30) Despesa  ilegítima,  ilegal,  não  comprovada  e  antieconômica, no  montante  de  R$ 576.839,38, decorrente  do  Contrato  nº  028/2012,  celebrado  com  a empresa  Centro  de  Investigação  em  Cardiologia  e Ginecologia S/C Ltda, pertencente a ex- diretor da CVB/RS,e familiares, noticiados em fraudes na gestão de saúde pública, portanto,  violando  o  princípio  da  moralidade  e impessoalidade  administrativa,  para a  prestação  de  serviços de  consultoria  em  gestão  hospitalar  e  fornecimento  de pessoal especializado;

31) Despesa ilegítima, imoral e antieconômica, no montante de R$237.600,00, para o  pagamento de  aluguel, condomínio, IPTU e água de 09 apartamentos, destinados à moradia de diretores e gerentes da CVB, ferindo os princípios constitucionais da razoabilidade, economicidade e moralidade administrativa. Outrossim, às destinadas a empregados de empresas contratadas pela CVB para prestação de serviços no HEETSHL, por evidente antieconomicidade e razoabilidade e/ou falta de previsão contratual;

32) Remuneração e outros gastos com a diretoria da CVB/RS em montante  que  afronta  aos princípios  da  economicidade, razoabilidade, proporcionalidade, isonomia e moralidade,por se encontrarem  incompatíveis  com  os  valores  médios praticados  pela  rede  pública,  ficando acima  do  subsídio  do próprio Secretário Estadual de Saúde;

33) Contratações  celebradas  com  as  empresas  Upgrade  S/A;  Br TIC Inovações Tecnológicas Ltda; Chiller Serviços Ltda, Gespro –  Serviços  de  Apoio  Administrativo  Ltda-Me;  Coopers  – Instituto  Profissional  de  Consultores  Associados;  Botin Assessoria  e  Serviços  Ltda; Prosper  Sociedade  Civil  de Profissionais  Associados;  Vértice  Associados;  Imobras  Ltda; Engemed  -Engenharia  e  Consultoria  Ltda;  Gesleade  Ltda; Myriad  Brasil  Manutenção  de Equipamentos  Elétricos Eletrônicos;  NTB  –  Cavalcanti  Materiais  Cirurgicos  Ltda; Empresa Centro  de  Investigação  em  Cardiologia  e Ginecologia  S/C  Ltda,  realizadas  sem  prévio processo  de seleção;  sem  comprovação  de  experiência  técnica  e profissional  das empresas;  sem  justificativa  dos  preços pactuados,  através  de  planilha  comparativa, consulta  de mercado, etc. (art. 26, parágrafo único e art. 43, inciso IV,da Lei n.º 8.666/1993;

34) Violação  do  Contrato  de  Gestão  por  parte  da  CVB/RS,  na medida em que terceirizou parte da terceirização da gestão do HEETSHL, através da contratação de várias empresas para a  gestão  hospitalar  e  fornecimento  de  mão  de  obra especializada,  dentre  elas  a  Business  &  Leadership  Soluções Corporativas;  Botin  Assessoria  e  Serviços  Ltda;  B  &  L Consultoria  Empresarial  Ltda;  Centro  de  Investigação  em Cardiologia e Ginecologia S/C Ltda; Gesleade Ltda; mediante o  pagamento  de  vultosas  quantias,  mister  para  o  qual  foi contratada.
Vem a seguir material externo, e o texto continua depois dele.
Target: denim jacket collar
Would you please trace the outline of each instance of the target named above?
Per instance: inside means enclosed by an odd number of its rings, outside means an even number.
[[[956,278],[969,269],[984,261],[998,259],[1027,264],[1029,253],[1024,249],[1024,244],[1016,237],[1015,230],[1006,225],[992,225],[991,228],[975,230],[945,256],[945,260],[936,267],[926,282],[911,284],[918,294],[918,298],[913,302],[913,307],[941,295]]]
“CONSIDERANDO a gravidade dos fatos narrados, que apontam para o possível prejuízo ao erário no montante de R$ 9.186.761,08, há indícios suficientes para abertura de investigação objetivando a tutela do patrimônio público, dentro do qual está inserido o direito fundamental à probidade administrativa”, diz a portaria assinada pelo promotor Ricardo Alex Almeida Lins.